Macon's Bill Number 2
- Long title: An Act concerning the commercial intercourse between the United States and Great Britain and France, and their dependencies, and for other purposes.

Citations
- Statutes at Large: 2 Stat. 605

Legislative history
- Signed into law by President James Madison on May 1, 1810;

= Macon's Bill Number 2 =

1810 U.S. legislation

Macon's Bill Number 2, which became law in the United States on May 14, 1810, was intended to force Britain and France to cease intercepting American merchant ships during the Napoleonic Wars. This was a revision of the original bill by Representative Nathaniel Macon, known as Macon's Bill Number 1. Macon's Bill Number 2 was the fourth in a series of embargo measures, coming after the Non-Importation Act, the Embargo Act, and the Non-Intercourse Act (1809). Macon neither wrote the bill nor approved it.

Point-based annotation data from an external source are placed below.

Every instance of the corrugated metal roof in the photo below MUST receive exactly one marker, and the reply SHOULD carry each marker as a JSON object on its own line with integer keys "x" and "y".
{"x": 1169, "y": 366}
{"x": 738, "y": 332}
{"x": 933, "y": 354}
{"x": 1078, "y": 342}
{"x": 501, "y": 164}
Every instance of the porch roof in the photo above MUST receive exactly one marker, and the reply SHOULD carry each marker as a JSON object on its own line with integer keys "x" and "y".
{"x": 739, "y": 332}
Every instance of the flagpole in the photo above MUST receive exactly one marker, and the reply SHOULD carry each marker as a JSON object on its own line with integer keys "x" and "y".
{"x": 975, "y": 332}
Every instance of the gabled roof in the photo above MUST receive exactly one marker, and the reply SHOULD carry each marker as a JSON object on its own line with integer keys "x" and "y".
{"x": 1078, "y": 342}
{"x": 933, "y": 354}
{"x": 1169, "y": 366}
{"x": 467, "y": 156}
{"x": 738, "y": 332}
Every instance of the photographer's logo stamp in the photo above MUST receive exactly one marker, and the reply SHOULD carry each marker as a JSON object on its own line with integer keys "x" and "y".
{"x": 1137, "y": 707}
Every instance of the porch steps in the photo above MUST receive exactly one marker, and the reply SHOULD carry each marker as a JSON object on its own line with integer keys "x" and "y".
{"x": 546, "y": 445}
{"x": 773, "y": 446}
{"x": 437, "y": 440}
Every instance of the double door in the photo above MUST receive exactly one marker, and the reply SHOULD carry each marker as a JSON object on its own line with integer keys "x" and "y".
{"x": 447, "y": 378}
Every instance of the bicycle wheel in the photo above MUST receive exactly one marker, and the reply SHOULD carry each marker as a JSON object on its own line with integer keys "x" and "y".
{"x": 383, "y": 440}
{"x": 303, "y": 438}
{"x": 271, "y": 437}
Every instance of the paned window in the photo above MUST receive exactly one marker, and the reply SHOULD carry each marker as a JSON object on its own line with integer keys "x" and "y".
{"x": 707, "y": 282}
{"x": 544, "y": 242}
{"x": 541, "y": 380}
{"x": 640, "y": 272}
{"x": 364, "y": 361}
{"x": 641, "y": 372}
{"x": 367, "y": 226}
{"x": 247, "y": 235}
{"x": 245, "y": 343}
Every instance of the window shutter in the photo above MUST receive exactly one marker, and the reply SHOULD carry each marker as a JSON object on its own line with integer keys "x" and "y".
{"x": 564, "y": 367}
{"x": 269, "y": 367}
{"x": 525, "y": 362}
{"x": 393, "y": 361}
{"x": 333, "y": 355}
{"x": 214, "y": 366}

The law lifted all embargoes with Britain and France for three months. It stated that if either belligerent ceased intercepting American shipping, the United States would embargo the other, unless that other country also agreed to cease intercepting American shipping.

Napoleon successfully exploited the bill to further his Continental System, effectively a French embargo on Britain that France tried to enforce on continental Europe, and to damage Anglo-American relations. A message was sent to the United States, purporting to agree to the law's demand. President James Madison, a staunch opponent of the bill, had little choice but to accept Napoleon's ostensibly sincere offer. However, as Madison suspected, Napoleon's purpose was manipulative. When Britain threatened to impose punitive measures on the United States in response, Napoleon reneged anyway, having achieved his goal of pushing the United States and Britain closer to the eventual War of 1812.